Power for logistic regression with a categorical control
A yes/no outcome driven by one continuous predictor, but the comparison only
makes sense after you hold a grouping variable constant. Does a respondent's
experience_years shift the odds of being employed once you account for which
region they live in — keeping the experience slope parallel across regions?

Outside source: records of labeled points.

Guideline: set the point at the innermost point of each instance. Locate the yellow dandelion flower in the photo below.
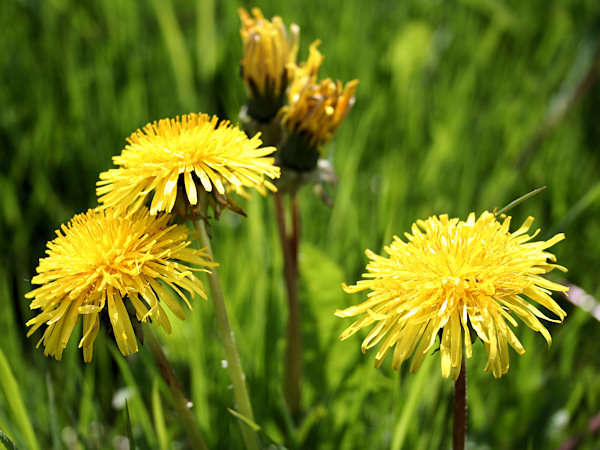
(316, 110)
(452, 276)
(99, 259)
(194, 152)
(268, 53)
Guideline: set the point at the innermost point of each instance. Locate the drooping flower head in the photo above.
(269, 50)
(452, 276)
(193, 152)
(99, 262)
(315, 110)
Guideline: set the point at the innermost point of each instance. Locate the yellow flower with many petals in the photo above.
(193, 152)
(269, 54)
(100, 259)
(452, 276)
(316, 109)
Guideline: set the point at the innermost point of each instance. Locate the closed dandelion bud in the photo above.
(314, 112)
(269, 51)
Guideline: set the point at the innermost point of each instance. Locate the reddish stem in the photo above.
(290, 240)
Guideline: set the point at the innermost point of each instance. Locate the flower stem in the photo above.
(240, 392)
(181, 403)
(289, 245)
(459, 434)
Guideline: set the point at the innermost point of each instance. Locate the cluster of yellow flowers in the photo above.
(122, 251)
(451, 277)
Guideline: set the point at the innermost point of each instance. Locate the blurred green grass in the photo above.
(462, 106)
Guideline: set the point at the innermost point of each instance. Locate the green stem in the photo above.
(459, 434)
(293, 356)
(240, 392)
(181, 403)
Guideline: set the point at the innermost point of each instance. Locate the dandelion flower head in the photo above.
(452, 276)
(102, 260)
(316, 109)
(193, 152)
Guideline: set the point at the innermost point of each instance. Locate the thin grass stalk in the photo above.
(234, 365)
(192, 430)
(293, 356)
(459, 433)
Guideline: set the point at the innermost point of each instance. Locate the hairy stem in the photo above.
(236, 373)
(459, 434)
(192, 430)
(293, 358)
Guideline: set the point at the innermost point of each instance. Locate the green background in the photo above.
(462, 106)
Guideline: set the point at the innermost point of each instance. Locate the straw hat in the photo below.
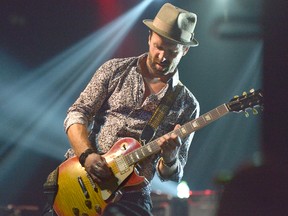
(174, 24)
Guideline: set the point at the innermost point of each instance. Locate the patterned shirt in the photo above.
(112, 107)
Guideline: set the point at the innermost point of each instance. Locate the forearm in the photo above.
(167, 170)
(78, 138)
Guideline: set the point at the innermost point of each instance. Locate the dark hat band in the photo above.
(182, 34)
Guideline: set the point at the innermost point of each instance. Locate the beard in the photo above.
(163, 66)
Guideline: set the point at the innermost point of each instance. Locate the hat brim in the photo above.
(149, 24)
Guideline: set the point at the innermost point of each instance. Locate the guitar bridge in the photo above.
(121, 164)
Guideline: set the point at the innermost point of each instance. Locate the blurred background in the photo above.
(50, 49)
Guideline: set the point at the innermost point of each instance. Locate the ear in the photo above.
(186, 49)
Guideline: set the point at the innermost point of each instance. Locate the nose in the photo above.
(161, 56)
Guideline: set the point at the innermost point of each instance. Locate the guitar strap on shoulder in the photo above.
(159, 114)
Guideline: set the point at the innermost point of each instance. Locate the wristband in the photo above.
(84, 155)
(170, 164)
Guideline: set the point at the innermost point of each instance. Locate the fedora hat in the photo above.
(174, 24)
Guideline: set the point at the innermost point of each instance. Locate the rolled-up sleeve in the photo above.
(188, 113)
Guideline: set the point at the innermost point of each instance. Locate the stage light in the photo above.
(183, 190)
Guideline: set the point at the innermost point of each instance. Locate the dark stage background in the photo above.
(39, 82)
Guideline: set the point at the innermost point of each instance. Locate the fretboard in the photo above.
(186, 129)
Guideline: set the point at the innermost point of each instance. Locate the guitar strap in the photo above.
(51, 186)
(159, 114)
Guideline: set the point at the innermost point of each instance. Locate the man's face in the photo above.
(164, 55)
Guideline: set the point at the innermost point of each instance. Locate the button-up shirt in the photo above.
(113, 106)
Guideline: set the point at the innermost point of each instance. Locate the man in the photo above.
(120, 99)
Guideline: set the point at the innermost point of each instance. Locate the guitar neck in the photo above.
(188, 128)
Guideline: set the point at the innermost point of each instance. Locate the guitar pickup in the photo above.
(84, 189)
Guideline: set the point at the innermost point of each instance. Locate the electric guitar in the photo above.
(79, 195)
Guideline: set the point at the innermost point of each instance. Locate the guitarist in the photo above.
(121, 98)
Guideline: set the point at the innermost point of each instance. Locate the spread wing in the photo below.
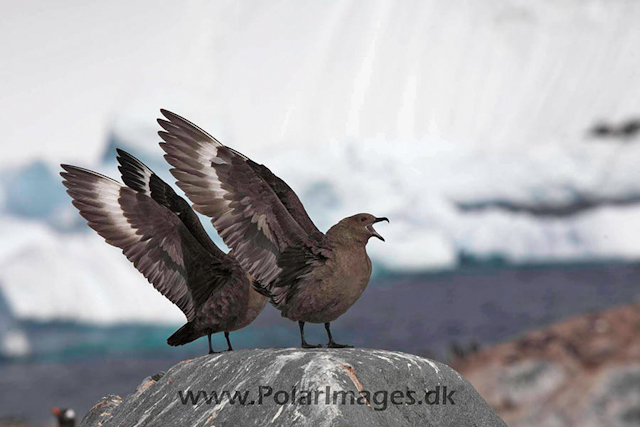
(238, 195)
(150, 236)
(138, 176)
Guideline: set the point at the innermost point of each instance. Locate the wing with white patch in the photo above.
(149, 235)
(246, 211)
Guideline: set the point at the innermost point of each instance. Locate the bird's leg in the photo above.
(210, 348)
(333, 344)
(226, 335)
(304, 342)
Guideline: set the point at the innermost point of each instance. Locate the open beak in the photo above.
(373, 231)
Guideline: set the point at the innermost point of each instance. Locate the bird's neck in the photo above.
(342, 236)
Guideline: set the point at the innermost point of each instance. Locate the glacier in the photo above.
(411, 110)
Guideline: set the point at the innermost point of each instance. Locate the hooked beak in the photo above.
(373, 231)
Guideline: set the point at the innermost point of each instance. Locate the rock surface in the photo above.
(584, 371)
(290, 387)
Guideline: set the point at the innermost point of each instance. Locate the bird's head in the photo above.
(66, 417)
(360, 226)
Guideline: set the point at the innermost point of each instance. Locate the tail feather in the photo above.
(184, 335)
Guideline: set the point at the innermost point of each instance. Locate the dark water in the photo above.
(75, 365)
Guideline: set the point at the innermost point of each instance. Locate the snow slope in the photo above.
(403, 109)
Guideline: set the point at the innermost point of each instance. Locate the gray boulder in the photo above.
(320, 387)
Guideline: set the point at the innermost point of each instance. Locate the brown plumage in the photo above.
(162, 236)
(309, 276)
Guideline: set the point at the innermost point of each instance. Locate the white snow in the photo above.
(398, 109)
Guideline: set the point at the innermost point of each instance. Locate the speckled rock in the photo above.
(320, 387)
(584, 371)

As an MCPower formula this is employed ~ experience_years + region with
family="logit": a binary outcome, one continuous predictor of interest, and a
multi-level categorical control entered additively (no interaction — same slope
in every region).
Variations
- Dial the expected association up or down by changing the continuous effect:
experience_years=0.10for a small relationship,experience_years=0.40for a large one (the medium benchmark for a continuous predictor is0.25). - Change how many regions you control for by editing the factor level count:
region=(factor,4)for four regions instead of three (the factor effect stays on the0.20 / 0.50 / 0.80benchmark scale). - Swap the categorical control for a binary one —
region=binarymakes it a two-group control, the simplest covariate-adjusted logistic model. - Searching for the sample size that reaches 80% power instead of scoring a
fixed N? Swap
find_power(sample_size=250, ...)forfind_sample_size(target_test="experience_years", from_size=100, to_size=600, by=20). - Same design, other fields:
relapse ~ biomarker_level + clinic— does biomarker level predict relapse after controlling for clinic site? (clinical)germinated ~ soil_nitrogen + habitat— does soil nitrogen predict germination after accounting for habitat type? (ecology)
Not this setup?
- Adjusted binary-outcome model with covariates
- Multi-level categorical predictor (survived ~ habitat)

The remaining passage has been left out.